Cierto es que tenemos derechos, pero seguimos con mucha dificultad para que se ejerzan en la vida real. Por mucho que la sociedad nos hable de denunciar, en la piel de una mujer maltratada queda claro que no es tan fácil. A mi juicio, con sus correspondientes complicaciones, que también las tiene, el paso más fácil es poner la denuncia, pero luego viene un largo calvario complicado de imaginar. No pretendo con esto que no se realicen las imprescindibles denuncias, sino que se mejore algunos aspectos como la rapidez de la justicia, las ayudas económicas, los métodos de protección, el control sobre los maltratadores. Resulta sorprendente que, cuando llegan a matar a su mujer o pareja, tienen un historial anterior de delitos cometidos con otras parejas y eso no aparece en ningún lugar para poder proteger a las siguientes víctimas.

Necesitamos administraciones más rápidas en dar soluciones, que no todo sean campañas, concentraciones y propaganda. He visto demasiados casos en los que después de una denuncia, la mujer debe volver a la casa con sus hijos, o se encuentra al maltratador por la calle, saltándose todos los controles. Algo no funciona correctamente en los sistemas de alerta.

Luego están las posibilidades de salir adelante de las mujeres sin independencia económica y en la mayoría de los casos con sus hijos. Sin estar bien emocionalmente, deben prepararse para la vida laboral y además seguir con la crianza en solitario de sus hijos.

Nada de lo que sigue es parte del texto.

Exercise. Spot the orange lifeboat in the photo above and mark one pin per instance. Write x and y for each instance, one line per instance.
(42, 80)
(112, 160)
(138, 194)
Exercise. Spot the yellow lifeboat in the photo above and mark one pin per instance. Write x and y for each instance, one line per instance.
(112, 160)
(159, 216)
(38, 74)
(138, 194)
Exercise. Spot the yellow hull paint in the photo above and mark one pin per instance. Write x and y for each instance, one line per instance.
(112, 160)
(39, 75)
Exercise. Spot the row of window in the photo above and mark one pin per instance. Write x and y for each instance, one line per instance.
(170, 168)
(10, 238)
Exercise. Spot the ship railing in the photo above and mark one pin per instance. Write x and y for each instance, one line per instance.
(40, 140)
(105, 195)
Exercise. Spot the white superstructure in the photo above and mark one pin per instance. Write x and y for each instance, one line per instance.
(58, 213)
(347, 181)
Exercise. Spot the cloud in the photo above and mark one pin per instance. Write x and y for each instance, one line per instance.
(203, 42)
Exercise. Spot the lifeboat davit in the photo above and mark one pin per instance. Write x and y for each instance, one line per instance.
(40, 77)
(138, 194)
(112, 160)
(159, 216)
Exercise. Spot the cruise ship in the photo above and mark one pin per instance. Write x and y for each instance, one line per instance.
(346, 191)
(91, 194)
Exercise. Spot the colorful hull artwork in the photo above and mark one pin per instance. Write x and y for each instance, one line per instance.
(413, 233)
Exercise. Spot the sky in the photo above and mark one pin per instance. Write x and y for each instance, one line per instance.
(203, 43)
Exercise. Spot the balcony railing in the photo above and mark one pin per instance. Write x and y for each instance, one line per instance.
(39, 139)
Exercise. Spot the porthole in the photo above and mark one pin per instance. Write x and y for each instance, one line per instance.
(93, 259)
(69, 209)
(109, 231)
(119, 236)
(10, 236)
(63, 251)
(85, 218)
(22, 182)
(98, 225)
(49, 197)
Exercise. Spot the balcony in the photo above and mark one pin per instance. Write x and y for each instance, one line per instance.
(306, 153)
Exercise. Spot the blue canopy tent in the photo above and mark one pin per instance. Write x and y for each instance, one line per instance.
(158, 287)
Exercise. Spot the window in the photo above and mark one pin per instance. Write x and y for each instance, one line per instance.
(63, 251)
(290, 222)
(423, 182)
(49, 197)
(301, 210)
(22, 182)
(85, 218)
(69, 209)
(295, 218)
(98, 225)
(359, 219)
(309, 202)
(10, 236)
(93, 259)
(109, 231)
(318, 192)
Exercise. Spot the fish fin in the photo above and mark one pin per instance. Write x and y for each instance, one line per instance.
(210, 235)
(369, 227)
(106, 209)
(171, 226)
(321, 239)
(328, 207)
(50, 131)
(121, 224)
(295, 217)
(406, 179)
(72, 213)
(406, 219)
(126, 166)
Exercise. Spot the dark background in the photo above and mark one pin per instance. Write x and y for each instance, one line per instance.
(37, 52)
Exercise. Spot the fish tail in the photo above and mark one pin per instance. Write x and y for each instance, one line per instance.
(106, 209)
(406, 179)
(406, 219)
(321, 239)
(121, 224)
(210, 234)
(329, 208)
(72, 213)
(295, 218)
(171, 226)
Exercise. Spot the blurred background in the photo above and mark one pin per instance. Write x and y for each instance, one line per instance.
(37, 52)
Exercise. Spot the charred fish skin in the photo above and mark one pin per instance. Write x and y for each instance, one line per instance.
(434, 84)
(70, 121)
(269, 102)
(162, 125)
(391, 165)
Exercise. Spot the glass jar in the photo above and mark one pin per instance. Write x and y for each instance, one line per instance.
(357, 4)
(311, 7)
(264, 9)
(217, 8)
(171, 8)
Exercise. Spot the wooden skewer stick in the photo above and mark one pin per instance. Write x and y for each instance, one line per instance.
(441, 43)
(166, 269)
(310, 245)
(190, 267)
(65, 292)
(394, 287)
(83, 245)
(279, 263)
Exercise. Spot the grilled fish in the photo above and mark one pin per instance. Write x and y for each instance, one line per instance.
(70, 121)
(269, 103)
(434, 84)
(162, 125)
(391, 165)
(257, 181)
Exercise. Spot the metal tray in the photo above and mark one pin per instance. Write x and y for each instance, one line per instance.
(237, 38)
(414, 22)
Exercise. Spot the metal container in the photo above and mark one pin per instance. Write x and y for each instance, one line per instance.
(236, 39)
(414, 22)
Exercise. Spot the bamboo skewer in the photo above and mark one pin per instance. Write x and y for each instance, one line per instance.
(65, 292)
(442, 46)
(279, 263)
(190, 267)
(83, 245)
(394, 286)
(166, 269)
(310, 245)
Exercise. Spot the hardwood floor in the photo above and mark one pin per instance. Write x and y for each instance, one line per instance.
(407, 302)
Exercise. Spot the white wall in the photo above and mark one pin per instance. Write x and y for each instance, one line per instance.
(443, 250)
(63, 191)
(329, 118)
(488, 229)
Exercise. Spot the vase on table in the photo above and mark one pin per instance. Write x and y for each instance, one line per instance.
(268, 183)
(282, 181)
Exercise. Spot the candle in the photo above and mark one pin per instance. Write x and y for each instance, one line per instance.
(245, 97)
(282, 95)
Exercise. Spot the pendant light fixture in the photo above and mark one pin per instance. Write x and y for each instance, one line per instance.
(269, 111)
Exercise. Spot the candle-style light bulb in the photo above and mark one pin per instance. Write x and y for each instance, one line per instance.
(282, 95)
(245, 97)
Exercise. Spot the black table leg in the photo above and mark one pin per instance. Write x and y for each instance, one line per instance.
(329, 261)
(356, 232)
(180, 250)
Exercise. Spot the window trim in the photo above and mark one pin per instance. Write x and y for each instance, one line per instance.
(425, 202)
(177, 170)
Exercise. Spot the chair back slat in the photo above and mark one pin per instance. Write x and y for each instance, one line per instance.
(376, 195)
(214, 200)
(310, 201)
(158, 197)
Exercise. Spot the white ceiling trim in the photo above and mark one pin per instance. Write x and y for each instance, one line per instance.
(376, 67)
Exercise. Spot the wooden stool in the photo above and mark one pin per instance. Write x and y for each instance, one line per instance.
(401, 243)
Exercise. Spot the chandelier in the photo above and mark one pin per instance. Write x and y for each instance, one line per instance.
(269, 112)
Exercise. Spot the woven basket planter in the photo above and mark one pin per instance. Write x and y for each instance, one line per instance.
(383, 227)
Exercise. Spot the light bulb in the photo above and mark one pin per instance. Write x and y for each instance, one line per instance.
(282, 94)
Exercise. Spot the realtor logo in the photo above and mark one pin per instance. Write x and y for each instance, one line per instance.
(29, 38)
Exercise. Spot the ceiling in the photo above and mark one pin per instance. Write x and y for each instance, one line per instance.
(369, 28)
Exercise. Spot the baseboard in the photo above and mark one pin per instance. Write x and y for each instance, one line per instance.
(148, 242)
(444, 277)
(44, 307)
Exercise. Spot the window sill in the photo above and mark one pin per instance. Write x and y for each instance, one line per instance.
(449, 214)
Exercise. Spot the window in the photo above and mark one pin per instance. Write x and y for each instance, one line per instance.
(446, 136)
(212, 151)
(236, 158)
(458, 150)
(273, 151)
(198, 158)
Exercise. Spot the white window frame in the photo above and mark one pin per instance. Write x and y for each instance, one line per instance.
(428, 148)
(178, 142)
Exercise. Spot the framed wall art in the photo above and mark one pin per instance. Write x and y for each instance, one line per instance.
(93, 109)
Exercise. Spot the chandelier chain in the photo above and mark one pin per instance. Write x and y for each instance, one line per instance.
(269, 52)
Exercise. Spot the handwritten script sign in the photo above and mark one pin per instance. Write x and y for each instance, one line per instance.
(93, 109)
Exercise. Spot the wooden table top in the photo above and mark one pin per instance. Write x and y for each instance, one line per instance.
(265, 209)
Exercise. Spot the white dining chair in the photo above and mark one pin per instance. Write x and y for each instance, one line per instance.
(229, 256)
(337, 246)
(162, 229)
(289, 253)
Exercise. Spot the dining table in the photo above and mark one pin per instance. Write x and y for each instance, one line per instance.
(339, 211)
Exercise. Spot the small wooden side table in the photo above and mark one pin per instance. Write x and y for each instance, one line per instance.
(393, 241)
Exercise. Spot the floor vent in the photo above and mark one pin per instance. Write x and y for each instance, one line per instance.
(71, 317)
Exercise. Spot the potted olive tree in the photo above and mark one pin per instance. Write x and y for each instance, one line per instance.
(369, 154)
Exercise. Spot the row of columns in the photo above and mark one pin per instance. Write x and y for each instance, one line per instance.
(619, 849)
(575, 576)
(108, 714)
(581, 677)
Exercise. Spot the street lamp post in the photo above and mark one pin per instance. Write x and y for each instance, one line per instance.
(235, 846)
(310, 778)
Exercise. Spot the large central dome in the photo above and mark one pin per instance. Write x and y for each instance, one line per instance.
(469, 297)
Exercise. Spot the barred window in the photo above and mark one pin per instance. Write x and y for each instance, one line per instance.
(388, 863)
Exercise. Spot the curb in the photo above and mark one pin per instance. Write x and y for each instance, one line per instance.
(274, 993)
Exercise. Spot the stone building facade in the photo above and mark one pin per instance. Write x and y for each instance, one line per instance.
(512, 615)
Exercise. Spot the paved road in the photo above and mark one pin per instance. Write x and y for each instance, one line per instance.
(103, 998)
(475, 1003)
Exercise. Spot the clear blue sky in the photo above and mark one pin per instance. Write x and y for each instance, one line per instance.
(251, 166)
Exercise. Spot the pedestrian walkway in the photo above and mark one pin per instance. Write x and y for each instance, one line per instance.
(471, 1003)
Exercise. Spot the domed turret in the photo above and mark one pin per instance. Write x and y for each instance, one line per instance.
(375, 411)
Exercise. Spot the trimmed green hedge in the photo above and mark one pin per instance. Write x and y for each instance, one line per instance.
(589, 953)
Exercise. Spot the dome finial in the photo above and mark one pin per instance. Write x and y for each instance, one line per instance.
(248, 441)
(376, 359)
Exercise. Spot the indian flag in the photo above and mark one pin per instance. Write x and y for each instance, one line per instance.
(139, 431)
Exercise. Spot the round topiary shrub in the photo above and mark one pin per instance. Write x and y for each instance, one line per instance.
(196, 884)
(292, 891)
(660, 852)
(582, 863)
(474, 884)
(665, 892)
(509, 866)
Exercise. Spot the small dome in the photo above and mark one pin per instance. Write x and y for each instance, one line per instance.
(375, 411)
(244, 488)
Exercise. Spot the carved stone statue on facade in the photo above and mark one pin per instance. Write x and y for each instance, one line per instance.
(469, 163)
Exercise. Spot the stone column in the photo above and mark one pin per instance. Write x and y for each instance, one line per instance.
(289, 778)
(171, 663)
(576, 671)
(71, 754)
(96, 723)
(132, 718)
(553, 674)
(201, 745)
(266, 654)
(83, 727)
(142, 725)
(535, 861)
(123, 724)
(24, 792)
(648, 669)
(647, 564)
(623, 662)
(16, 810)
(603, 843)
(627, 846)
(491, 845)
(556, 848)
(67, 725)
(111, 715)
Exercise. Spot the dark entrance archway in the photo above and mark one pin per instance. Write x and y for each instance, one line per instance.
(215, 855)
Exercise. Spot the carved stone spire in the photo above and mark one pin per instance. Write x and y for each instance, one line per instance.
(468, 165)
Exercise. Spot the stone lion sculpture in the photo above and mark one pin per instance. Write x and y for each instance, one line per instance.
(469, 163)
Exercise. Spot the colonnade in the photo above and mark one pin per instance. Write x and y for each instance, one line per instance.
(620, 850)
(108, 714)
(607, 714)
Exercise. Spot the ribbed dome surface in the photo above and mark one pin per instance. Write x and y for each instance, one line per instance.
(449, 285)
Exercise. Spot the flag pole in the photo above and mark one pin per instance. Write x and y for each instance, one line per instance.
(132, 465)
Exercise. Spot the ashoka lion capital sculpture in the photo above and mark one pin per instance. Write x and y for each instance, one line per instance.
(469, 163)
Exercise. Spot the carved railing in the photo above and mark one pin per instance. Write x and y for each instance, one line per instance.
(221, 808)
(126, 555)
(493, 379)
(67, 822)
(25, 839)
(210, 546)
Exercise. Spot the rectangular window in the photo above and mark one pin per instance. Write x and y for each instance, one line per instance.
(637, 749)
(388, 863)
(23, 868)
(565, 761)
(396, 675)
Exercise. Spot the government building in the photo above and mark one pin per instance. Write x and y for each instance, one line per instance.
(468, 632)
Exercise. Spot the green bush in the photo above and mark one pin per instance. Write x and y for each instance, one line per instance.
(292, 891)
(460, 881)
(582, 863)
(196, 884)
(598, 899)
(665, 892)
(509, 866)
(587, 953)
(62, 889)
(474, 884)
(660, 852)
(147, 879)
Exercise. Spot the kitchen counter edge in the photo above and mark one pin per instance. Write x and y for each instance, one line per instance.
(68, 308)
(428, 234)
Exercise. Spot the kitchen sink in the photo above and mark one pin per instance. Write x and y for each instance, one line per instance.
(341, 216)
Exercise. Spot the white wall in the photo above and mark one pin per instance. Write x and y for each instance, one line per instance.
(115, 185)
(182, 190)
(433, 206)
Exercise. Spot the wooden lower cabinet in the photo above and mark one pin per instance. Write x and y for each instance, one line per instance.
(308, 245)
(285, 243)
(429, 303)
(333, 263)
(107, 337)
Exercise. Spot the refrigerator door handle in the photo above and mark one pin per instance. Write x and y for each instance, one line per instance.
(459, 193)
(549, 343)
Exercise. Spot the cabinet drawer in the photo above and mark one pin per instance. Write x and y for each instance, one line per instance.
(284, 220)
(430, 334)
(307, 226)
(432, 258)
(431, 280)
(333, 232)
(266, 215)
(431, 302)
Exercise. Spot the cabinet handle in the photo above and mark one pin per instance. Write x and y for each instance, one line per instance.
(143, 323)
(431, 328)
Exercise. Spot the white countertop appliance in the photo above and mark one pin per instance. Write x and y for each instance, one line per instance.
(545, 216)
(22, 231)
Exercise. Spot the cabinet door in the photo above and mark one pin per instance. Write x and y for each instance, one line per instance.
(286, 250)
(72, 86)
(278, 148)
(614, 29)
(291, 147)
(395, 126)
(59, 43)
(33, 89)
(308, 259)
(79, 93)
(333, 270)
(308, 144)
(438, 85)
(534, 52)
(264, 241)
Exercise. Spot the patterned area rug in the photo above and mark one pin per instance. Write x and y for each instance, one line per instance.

Es mucha carga y necesitan más ayudas económicas, de formación y también centros donde poder atender a sus hijos si ellas necesitan trabajar o formarse.

Debemos plantearnos una educación igualitaria, que no es solo que podamos acceder a los mismos estudios, carreras o puestos de trabajo. Se hace imprescindible la formación a hombres y mujeres en la independencia personal, me refiero a que sean capaces de llevar una casa con sus tareas, de criar unos hijos, que los roles se aproximen, al tiempo que ambos sexos deben optar por ser independientes económicamente. Con ellos se mejorará mucho la igualdad en el entorno familiar.

También es necesario que aumenten los centros dedicados a ayudar a los padres en la crianza de los menores, como guarderías. centros escolares, próximos a los domicilios, con horarios adecuados a los trabajos de los padres, para que puedan conciliar la vida laboral y familiar.

Necesidad de educar la sexualidad, que hemos pasado de la represión al libertinaje y la absoluta falta de respeto al otro y a uno mismo.

Control del uso de la pornografía y promover la abolición de la prostitución ya que ambas cosifican a las personas y las hacen objeto de violencia y conductas esclavistas por parte de las mafias.

Nuestra sociedad ha mejorado notablemente por el esfuerzo de muchas mujeres y hombres que han luchado por la igualdad de derechos, pero el trabajo no está terminado, hay que seguir y apoyarnos todos para lograr una sociedad más igualitaria, libre del maltrato, de todo tipo de violencia y el horror que ella supone.